= Don L'Esperance =

American politician (1919–2008)

Donald A. L'Esperance (December 1, 1919 – December 6, 2008) was an American politician.

==Early life and education==
Donald L'Esperance was born to parents Joseph and Katherine L'Esperance on December 1, 1919. He graduated from Rapid City High School in 1938 and remained in his hometown for college.

==Career==
L'Esperance began his career as a bookkeeper at Independent Bindery between 1940 and 1941, then moved to Kenosha Transport as an office manager until 1942, after which he was an administrative assistant for the United States Army Corps of Engineers through 1944. L'Esperance started working for Mellgren Plumbing as an office manager in 1949, and by his retirement in 1986, had become a partner and owner. Between 1954 and 1963, L'Esperance was founding director of Pennco Investments.
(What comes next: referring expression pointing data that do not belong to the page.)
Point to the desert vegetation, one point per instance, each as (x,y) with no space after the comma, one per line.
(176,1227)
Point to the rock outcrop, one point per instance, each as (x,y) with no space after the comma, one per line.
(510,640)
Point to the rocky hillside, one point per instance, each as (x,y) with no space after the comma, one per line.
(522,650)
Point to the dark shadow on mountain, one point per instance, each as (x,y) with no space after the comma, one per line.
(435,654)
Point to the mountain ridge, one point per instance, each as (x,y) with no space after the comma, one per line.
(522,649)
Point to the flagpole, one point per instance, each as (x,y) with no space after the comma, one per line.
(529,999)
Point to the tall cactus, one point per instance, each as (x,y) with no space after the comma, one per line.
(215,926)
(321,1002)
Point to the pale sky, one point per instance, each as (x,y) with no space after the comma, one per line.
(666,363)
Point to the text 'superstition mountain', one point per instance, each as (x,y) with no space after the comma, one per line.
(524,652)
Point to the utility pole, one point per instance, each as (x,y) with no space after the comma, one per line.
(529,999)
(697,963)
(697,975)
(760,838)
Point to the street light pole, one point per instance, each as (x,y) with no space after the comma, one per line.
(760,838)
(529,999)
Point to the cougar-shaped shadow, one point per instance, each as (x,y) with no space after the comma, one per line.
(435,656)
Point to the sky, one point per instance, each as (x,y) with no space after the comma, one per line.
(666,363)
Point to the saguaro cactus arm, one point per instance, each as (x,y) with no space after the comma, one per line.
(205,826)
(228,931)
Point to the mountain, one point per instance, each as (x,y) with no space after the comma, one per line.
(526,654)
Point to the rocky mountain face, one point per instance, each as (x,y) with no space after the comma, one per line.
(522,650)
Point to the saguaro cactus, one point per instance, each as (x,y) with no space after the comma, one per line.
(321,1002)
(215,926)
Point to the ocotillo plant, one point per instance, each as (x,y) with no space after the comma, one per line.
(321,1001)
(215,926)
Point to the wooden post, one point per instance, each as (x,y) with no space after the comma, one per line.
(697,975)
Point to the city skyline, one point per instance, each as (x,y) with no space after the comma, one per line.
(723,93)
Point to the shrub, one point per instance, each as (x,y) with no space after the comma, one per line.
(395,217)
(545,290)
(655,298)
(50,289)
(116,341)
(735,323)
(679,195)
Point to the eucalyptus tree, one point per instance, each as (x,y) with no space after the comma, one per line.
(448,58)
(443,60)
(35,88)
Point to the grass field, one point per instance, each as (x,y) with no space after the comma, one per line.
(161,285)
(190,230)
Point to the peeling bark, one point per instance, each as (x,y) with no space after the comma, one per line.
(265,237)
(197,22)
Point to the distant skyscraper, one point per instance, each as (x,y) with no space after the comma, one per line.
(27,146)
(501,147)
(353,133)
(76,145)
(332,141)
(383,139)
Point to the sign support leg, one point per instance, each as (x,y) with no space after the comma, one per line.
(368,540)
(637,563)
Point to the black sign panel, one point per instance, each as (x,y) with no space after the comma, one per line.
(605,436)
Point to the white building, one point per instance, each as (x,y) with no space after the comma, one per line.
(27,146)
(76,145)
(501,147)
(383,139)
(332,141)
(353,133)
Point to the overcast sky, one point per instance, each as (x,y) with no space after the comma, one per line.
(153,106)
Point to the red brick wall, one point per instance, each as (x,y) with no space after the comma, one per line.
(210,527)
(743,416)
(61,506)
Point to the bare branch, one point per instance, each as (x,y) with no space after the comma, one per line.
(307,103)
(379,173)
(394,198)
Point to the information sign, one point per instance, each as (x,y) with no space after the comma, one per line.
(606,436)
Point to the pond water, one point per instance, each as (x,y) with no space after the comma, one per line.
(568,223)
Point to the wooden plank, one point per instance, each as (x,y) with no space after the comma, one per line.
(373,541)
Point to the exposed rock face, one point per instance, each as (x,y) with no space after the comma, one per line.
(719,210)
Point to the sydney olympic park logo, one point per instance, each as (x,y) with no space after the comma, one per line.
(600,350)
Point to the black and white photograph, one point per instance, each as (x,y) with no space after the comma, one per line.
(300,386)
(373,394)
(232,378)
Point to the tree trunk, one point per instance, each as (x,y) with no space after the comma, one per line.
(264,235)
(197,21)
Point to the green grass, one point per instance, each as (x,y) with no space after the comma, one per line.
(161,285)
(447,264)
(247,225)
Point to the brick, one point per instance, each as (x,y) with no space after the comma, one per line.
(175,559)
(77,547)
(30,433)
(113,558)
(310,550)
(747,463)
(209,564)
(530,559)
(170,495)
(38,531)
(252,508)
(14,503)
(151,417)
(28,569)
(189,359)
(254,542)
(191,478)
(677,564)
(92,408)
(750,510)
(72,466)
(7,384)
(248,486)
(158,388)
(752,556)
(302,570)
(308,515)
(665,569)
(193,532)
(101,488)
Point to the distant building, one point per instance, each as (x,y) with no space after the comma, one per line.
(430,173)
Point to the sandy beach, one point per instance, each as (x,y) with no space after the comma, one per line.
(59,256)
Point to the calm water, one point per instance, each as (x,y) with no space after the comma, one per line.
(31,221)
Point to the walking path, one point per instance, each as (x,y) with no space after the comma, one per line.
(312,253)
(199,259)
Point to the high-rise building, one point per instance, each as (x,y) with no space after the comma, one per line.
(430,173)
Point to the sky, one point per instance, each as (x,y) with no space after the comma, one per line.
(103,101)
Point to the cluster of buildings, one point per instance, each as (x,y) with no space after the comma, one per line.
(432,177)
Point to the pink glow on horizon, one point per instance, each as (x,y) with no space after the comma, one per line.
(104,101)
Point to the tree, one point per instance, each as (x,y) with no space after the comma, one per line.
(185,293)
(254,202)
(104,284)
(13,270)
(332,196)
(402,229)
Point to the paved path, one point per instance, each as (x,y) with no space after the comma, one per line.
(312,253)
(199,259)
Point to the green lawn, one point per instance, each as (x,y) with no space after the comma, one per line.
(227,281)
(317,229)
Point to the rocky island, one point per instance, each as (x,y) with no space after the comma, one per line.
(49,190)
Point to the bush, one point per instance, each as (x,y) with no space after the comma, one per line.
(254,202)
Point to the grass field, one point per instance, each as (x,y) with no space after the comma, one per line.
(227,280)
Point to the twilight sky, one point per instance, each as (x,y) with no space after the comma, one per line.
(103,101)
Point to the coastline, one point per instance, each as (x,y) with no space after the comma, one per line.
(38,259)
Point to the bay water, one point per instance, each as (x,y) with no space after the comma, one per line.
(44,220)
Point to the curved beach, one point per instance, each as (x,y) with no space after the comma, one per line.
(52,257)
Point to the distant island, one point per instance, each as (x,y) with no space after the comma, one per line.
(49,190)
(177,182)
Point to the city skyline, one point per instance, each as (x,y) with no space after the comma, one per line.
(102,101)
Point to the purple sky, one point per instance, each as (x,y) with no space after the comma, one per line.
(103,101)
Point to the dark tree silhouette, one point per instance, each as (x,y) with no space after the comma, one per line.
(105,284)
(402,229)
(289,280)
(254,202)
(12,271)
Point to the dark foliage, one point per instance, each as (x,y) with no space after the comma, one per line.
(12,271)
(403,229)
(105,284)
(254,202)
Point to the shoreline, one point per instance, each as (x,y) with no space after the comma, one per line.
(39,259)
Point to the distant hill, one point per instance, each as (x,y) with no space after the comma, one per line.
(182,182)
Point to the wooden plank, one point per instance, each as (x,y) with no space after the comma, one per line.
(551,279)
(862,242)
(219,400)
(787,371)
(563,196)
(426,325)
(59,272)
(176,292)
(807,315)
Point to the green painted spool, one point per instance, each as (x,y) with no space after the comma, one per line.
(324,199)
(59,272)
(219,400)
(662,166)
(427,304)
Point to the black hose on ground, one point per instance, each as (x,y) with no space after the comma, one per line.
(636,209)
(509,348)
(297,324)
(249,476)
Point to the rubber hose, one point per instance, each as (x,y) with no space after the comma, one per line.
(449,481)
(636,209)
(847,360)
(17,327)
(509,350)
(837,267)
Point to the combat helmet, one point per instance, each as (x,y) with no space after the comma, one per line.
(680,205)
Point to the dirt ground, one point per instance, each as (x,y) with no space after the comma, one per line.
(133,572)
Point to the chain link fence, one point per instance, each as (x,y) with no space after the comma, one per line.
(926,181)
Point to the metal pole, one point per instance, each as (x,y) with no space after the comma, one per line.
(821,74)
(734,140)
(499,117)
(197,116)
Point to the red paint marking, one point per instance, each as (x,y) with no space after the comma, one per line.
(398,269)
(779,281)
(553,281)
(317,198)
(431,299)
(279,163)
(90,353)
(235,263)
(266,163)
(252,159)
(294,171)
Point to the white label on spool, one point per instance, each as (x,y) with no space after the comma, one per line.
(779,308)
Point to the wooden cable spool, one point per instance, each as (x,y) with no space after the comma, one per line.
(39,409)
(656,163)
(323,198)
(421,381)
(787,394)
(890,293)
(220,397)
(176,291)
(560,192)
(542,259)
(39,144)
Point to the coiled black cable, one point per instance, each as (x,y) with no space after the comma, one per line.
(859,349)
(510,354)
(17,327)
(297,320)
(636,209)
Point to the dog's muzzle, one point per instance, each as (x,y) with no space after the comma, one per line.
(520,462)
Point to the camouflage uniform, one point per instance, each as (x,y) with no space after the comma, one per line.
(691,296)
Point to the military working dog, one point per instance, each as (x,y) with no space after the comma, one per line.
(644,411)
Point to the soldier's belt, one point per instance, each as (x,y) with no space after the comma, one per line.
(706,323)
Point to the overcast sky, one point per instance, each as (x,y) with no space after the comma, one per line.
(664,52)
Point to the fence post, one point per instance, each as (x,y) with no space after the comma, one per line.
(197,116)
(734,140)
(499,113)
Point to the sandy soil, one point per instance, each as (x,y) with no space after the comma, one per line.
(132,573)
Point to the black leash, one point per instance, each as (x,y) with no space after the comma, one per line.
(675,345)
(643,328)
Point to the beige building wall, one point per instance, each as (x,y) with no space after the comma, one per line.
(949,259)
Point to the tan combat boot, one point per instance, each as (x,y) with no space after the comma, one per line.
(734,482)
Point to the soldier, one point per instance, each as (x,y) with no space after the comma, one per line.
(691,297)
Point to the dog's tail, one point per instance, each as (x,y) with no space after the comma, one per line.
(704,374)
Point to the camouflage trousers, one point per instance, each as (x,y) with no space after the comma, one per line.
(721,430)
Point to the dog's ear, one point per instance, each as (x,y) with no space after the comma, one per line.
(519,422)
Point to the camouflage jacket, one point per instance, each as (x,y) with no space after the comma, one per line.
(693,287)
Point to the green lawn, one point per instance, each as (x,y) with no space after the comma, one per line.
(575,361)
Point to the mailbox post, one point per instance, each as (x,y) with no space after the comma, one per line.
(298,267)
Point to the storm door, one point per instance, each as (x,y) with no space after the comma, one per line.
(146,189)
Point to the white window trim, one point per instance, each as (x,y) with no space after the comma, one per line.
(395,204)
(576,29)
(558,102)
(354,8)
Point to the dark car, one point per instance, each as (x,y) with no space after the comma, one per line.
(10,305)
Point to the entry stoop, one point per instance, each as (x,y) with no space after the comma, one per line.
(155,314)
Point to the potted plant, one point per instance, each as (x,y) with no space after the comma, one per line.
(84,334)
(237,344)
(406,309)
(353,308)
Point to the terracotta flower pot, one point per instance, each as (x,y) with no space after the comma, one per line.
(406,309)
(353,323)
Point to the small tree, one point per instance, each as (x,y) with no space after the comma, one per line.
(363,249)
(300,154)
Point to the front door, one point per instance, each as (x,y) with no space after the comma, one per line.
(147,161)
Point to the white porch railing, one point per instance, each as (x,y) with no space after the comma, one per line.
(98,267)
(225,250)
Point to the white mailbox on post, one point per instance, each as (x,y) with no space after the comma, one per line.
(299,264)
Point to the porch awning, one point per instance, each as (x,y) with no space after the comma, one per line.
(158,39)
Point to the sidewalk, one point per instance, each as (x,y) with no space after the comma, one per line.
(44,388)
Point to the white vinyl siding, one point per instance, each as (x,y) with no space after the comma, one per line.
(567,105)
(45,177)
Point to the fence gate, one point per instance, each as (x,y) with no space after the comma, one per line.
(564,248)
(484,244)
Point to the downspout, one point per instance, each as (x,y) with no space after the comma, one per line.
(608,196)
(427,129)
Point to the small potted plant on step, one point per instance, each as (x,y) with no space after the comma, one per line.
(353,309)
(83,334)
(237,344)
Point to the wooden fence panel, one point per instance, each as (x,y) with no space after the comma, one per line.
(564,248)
==Politics and public service==
L'Esperance was a member of the Rapid City Council from 1953 to 1956. In the later two years of his council term, he was also mayor of Rapid City, and the second-youngest person to assume the mayoralty. From 1957 to 1962, L'Esperance served on the South Dakota House of Representatives as a Republican legislator. In 1974, L'Esperance began a three-year term as chairman and president of the Rapid City Regional Hospital.

==Death==
L'Esperance died on December 6, 2008, at the Clarkson Mt. View Nursing Facility.